OWLTALK on Thursday 5 September 2015

Two speakers came to speak to One World Link and its friends. One was Yash Tandon, a distinguished academic, campaigner and international negotiator, and the other was Robert Elliot, a professor of economics at Birmingham University.

The idea of the evening was to give everyone an insight into TTIP – the Transatlantic Trade and Investment Partnership. This controversial agreement between the US and the EU is seen by some as the key to unlocking wealth for participating countries, and by others as a license for multinational corporations to dominate governments and the public even more than they already do.

Robert Elliot started the evening by sketching out all the arguments in favour of free trade – and by extension of TTIP, which aims to remove barriers to trade between the US and Europe. He did this in a measured, sometimes quite technical way, taking us through mainstream economic arguments and evidence for the beneficial effects of free trade. It was quite clear that he was deliberately setting up a series of targets for Yash to tackle.

However, Yash took a different course. When it came to his turn he was more concerned to outline the arguments made in his new book “Trade is War” rather than tackling the specifics of TTIP. This made for something of a mismatch between the presentations, but was nonetheless very interesting. Yash’s argument is that trade has always been used by rich countries to keep themselves up and poorer countries down. In his view there is no such thing as economics or economists (though he does allow the existence of “political economists”). Economics as practiced by the likes of Rob, he inferred, was actually just a veil for power.  Power is all that matters in these matters – exercise of power and resistance to power.

There was then a chance for Rob to respond and for questions from the audience. This was perhaps the most stimulating part of the evening. Audience contributions were well informed and to the point, ranging from technical queries about economic method to the plaintive question of “so what can we do to make things better”.
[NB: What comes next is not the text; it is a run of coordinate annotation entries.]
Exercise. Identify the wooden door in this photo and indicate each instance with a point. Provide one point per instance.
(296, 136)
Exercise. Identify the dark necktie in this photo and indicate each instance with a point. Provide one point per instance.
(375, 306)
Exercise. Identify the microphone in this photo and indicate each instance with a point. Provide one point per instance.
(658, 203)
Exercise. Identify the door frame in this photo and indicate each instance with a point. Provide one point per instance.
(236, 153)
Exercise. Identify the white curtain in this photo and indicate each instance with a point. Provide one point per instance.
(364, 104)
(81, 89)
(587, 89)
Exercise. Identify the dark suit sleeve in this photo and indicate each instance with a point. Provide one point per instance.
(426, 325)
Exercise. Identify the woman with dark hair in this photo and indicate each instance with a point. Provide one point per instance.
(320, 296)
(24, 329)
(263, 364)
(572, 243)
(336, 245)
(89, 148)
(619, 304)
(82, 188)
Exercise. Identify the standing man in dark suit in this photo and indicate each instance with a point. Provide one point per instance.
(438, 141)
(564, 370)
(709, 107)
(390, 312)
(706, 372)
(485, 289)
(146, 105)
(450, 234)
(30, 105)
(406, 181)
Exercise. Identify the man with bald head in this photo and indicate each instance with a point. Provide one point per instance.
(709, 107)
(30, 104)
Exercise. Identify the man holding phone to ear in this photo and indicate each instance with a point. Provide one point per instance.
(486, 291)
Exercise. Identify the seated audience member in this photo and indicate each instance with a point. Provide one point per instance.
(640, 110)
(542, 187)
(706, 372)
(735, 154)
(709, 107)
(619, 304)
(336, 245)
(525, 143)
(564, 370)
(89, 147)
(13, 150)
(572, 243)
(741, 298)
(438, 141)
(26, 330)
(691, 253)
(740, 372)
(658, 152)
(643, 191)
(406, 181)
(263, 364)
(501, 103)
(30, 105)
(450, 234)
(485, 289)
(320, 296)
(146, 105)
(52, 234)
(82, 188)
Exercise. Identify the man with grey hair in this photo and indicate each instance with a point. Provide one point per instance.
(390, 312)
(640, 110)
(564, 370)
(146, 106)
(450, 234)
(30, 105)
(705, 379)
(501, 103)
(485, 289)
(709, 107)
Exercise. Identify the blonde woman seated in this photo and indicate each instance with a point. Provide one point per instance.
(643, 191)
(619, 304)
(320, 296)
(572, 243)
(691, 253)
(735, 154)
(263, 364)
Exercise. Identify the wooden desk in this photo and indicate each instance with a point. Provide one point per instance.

Again TTIP took a back seat. Yash elaborated on his previous arguments, backed up by his own experience as a negotiator in the Doha trade round and his impressive work as grassroots activist.

Rob continued valiantly to play the role of realist, quietly questioning some of Yash’s more idealistic/apocalyptic pronouncements. It was clear that Rob actually shared a fair few of Yash’s views.

In answer to the question of what we can do in the face of TTIP and other seemingly inexorable forces, the answer seemed to be to encourage local and small-scale trading initiatives as a bulwark against the multinationals. Modern technology means that small scale operators can be just as effective as the giants.

Since One World Link is built on the idea of local communities developing an unmediated relationship with each other, this message went down pretty well.